Ellana had spent most of it in a chair by his side, her eyes resting intently on the rise and fall of his chest, as if anticipating the moment it would finally still. In her mind she replayed over and over the moment he had stepped out of the opening rift, tall and regal and alive, only to collapse in a heap at her feet before they could utter a word between them. After hauling him back to the Lighthouse, she and Dorian had poured every bit of healing magic they knew of into him, not sure how to treat whatever could ail an ancient elf after spending weeks alone in a Fade prison. Emmrich was at even more of a loss, as this was not a case of simple revival. When it was clear they could not wake him, they resigned to waiting it out. “It’s not like he won’t pull through,” Dorian had said, trying to reassure and disarm at the same time. “He’s an Elven god. We know those aren’t easy to kill.”
They were in the master bedroom. She had insisted on staying to watch over him, and had declined the company of anyone else. This wasn’t how she had imagined their reunion would go, but she was determined to be present once he woke, even if with each passing hour her hope dwindled bit by bit.
Was it hope she felt, or dread? She tried not to think too hard about it.
A knock on the door interrupted her thoughts, and before she could answer the other Dalish elf she’d met briefly - Bellara, she thinks her name was - stepped in with a tray full of food and drink. At that moment she realized just how painfully empty her belly was, and she wondered how much time had passed.

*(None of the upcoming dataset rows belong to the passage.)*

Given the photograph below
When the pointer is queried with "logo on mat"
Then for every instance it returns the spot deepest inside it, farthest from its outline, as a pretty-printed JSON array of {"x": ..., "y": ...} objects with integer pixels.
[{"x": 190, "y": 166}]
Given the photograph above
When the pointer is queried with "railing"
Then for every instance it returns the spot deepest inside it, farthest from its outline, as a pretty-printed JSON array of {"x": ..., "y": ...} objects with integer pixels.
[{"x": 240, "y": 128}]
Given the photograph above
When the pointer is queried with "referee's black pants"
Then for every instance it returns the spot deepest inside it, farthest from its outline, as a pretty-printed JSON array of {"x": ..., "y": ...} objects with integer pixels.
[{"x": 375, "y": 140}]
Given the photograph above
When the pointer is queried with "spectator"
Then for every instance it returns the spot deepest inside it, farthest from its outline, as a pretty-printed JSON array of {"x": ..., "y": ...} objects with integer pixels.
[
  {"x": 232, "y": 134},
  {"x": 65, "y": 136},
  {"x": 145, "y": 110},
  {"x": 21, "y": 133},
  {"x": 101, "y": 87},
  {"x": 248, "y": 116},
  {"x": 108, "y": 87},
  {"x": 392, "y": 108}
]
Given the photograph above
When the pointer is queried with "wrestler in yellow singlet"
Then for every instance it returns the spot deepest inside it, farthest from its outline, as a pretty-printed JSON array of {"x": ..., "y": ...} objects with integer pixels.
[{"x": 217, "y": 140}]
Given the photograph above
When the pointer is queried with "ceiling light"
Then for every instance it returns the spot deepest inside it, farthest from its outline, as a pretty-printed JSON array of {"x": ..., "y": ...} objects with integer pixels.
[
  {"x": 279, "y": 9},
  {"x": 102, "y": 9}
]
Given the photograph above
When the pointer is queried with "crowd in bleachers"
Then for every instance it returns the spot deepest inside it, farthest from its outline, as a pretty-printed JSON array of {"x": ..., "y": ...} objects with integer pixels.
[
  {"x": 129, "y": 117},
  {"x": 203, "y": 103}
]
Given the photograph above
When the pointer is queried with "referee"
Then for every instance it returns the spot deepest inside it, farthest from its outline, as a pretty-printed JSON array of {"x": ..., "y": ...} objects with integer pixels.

“Everything okay here?” the elf near-whispered, setting the tray down gently on the nightstand, as if loud noises were even capable of disturbing him. “We figured you might be hungry, and that he’ll be, when he wakes up.” She nodded towards his silent figure. “Well… whenever he wakes up. I guess you can reheat his food with magic if it gets cold?”
“Thank you,” Ellana said, managing a grateful smile. The optimism she showed was endearing, even if Ellana did not share in it. “That was kind of you.”
“No problem. You must need a break at some point, either one of us can take over anytime.”
Ellana nodded, though she knew she wouldn’t take her up on it. “I appreciate it. I will let you know.”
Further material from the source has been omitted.